Ursula Kuczynski, better and more infamously known as Ruth Werner, led a truly remarkable life. Born into a Jewish family in Berlin in 1907 to a well to do middle class household, during the 1920’s she pursued an education first in book dealing then as librarian. In 1924 she joined the youth wing of the German communist party before joining the party itself in 1926 at the age of nineteen. In 1930 with her first husband and fellow communist Rudolf Hamburger the pair moved to Shanghai as it provided ample opportunities for Rudolf as an architect.

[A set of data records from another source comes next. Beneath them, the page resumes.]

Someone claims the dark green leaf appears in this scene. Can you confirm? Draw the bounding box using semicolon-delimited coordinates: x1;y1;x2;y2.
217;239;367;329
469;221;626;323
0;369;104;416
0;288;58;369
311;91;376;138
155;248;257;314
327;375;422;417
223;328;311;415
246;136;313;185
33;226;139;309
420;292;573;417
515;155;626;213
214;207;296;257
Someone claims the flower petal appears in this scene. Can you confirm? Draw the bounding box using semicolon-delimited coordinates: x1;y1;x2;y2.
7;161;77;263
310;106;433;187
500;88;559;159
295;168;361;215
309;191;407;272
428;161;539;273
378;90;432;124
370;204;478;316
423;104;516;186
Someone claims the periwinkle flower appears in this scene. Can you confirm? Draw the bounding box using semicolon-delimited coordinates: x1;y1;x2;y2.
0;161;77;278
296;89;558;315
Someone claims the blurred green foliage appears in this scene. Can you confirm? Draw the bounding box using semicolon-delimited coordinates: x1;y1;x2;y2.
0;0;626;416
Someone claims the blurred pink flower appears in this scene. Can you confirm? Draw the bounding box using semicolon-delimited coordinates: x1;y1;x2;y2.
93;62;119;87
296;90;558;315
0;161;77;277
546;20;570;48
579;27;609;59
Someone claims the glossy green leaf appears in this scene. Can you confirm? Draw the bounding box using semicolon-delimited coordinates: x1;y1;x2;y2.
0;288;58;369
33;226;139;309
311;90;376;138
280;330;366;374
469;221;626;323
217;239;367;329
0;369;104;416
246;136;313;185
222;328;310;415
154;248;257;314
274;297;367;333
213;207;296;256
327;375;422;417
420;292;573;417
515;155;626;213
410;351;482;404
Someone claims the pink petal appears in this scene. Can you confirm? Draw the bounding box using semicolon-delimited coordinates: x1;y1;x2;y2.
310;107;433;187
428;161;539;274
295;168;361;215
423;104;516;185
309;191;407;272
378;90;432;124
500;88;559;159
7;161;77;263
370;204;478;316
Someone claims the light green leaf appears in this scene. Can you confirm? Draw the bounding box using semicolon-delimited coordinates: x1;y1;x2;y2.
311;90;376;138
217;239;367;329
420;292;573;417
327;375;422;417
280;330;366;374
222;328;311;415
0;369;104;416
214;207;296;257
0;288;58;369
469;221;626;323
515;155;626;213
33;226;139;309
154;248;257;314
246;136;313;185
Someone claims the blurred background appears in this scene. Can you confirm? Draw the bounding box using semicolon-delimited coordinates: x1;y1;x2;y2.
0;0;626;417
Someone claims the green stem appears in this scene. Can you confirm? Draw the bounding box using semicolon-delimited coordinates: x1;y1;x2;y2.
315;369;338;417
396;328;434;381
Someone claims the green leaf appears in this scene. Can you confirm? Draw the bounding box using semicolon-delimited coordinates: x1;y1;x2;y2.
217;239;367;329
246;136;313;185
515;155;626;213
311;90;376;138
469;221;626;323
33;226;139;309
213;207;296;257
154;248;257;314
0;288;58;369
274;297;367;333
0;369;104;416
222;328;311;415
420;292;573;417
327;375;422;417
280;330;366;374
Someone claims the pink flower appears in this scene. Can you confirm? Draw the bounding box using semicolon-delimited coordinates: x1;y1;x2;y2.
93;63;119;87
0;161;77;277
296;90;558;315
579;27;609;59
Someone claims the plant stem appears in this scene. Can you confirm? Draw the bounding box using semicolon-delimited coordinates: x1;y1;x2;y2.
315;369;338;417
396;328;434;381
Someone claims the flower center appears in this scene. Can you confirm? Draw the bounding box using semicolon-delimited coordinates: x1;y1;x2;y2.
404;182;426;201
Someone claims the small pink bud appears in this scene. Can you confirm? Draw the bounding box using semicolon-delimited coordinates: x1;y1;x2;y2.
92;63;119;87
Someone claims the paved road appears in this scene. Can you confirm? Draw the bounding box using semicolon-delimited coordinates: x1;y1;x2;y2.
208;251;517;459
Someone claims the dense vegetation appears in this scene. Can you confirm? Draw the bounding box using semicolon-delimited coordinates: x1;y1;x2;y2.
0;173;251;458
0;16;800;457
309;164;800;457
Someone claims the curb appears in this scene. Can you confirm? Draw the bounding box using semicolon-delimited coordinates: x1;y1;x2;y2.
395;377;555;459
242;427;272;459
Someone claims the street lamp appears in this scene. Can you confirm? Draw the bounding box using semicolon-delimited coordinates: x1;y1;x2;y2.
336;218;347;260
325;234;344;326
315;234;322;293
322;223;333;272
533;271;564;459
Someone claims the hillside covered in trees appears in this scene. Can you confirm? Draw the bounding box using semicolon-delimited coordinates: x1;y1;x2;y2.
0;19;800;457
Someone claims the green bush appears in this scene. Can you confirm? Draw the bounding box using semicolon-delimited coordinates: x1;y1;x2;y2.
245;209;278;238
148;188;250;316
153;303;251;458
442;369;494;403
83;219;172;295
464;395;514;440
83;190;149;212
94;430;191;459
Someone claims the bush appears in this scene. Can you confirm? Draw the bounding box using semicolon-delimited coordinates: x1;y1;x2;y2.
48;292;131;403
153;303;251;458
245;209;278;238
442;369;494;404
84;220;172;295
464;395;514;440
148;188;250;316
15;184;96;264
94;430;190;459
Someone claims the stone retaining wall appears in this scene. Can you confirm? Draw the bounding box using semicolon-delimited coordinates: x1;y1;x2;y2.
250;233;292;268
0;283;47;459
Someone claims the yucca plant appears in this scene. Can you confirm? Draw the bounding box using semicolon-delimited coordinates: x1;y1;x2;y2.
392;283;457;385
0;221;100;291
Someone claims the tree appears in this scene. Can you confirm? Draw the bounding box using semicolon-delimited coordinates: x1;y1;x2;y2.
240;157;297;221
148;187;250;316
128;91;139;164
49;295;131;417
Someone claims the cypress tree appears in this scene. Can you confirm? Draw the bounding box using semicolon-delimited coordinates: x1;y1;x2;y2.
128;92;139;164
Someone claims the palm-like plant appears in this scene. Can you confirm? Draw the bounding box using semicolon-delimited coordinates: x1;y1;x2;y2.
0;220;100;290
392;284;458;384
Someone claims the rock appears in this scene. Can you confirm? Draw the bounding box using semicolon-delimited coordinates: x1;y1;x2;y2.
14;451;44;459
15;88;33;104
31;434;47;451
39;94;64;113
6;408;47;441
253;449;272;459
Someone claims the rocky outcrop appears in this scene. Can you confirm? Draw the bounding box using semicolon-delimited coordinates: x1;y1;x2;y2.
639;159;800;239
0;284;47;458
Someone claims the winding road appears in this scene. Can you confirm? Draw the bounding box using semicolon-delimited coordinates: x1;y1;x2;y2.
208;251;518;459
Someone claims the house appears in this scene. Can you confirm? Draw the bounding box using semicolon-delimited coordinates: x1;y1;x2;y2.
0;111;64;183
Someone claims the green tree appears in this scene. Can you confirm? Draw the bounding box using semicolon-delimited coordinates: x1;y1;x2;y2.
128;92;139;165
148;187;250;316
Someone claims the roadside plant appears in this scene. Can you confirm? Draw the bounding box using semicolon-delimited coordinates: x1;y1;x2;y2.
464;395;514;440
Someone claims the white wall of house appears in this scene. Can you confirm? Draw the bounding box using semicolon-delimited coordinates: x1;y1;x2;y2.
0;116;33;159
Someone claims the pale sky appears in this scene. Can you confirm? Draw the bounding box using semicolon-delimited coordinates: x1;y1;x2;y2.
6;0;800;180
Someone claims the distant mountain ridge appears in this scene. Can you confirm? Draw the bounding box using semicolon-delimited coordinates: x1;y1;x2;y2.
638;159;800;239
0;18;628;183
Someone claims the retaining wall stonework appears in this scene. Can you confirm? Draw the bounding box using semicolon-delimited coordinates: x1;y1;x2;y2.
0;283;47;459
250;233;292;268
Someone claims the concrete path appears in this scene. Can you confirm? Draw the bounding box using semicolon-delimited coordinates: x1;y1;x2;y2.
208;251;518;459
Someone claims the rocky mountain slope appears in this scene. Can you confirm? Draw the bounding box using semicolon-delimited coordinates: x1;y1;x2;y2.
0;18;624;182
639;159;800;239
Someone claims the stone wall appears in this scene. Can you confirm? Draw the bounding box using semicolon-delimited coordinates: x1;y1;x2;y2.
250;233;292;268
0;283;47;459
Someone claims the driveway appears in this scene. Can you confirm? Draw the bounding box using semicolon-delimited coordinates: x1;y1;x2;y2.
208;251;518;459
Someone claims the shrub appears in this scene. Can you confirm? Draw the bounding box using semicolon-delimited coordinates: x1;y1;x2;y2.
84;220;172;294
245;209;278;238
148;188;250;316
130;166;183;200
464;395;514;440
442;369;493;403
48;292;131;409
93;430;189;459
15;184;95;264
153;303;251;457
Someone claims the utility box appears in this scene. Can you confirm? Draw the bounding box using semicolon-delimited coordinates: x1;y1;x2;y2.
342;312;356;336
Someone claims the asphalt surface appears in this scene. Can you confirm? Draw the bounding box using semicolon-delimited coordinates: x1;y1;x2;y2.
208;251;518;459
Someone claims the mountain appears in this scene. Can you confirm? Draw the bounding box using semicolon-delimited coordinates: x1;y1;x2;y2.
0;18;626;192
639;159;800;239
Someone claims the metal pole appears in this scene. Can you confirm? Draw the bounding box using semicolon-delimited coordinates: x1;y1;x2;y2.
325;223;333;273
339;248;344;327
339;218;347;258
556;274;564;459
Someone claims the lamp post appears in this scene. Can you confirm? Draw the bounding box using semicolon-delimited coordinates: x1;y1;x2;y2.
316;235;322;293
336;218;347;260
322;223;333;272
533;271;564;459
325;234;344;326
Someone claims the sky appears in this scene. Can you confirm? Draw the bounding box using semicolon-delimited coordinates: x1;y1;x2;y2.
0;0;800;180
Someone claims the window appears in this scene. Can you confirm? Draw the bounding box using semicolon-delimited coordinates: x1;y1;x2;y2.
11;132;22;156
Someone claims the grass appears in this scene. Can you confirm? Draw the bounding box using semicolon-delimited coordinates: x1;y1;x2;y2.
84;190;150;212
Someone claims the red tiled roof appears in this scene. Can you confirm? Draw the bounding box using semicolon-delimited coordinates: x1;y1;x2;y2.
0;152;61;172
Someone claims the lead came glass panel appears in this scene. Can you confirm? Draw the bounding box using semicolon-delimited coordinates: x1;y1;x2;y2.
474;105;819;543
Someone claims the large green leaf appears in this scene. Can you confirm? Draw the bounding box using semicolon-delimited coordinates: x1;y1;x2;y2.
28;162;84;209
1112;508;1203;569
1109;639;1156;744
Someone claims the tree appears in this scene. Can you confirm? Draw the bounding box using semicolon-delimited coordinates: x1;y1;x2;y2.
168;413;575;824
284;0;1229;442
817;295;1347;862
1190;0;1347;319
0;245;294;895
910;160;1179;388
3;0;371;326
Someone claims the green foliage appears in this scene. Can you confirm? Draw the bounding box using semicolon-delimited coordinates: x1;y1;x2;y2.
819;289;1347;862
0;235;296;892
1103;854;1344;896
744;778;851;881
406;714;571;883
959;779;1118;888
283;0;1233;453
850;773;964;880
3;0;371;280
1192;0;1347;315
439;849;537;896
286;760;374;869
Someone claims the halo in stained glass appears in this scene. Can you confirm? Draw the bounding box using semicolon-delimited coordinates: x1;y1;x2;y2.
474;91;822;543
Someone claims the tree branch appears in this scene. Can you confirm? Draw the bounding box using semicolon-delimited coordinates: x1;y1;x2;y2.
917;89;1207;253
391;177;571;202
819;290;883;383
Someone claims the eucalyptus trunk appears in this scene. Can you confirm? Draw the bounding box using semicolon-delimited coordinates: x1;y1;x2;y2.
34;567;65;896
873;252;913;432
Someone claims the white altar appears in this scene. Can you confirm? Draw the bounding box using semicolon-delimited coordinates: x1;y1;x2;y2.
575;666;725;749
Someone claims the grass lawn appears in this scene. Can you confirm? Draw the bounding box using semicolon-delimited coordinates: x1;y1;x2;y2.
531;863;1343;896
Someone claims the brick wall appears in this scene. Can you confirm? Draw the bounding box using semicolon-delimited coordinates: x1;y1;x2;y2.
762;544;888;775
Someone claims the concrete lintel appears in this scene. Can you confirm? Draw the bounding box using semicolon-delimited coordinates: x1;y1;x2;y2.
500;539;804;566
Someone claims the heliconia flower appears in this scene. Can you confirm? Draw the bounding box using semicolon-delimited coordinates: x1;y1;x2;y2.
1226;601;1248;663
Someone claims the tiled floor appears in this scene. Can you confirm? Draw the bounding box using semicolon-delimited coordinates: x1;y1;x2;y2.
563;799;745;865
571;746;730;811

It was here that within months Ursula was introduced to the now famous Soviet agent Richard Sorge who was likely the one to recruit her to the Soviet Intelligence Directorate and under his command she ran a spy ring between 1930 and 1935 with the codename “Sonja”. After some time in Switzerland where she recruited agents to be sent into Nazi Germany and also Danzig where she left a resistance group in her wake, she moved on to England with her new husband, Len Beurton, an International Brigades veteran and fellow Soviet agent.
Now moving to Oxfordshire the pair continued their work, recruiting German exiles and infiltrating the US intelligence service. However, Ben Macintyre’s new biography Agent Sonya and the promotional Daily Mail coverage of it make most hay of her association with Melita Norwood and Klaus Fuchs, with whom she bravely conveyed British atomic research to the Soviet Union, which was fundamental in hastening the first successful Soviet nuclear bomb test in 1949, and of the fact that Ursula went undetected in her local community of Great Rollright, being known chiefly as a housewife and baker of excellent scones.
We communists must celebrate her deeds, which denied the United States imperialists the monopoly of atomic annihilation and undoubtedly prevented further nuclear aggression as seen in Hiroshima and Nagasaki, be it in Korea where General Douglas MacArthur advocated their use or elsewhere. As such, we commemorate Colonel Ursula and those she worked with ardently and dutifully in the great cause of proletarian internationalism as heroes.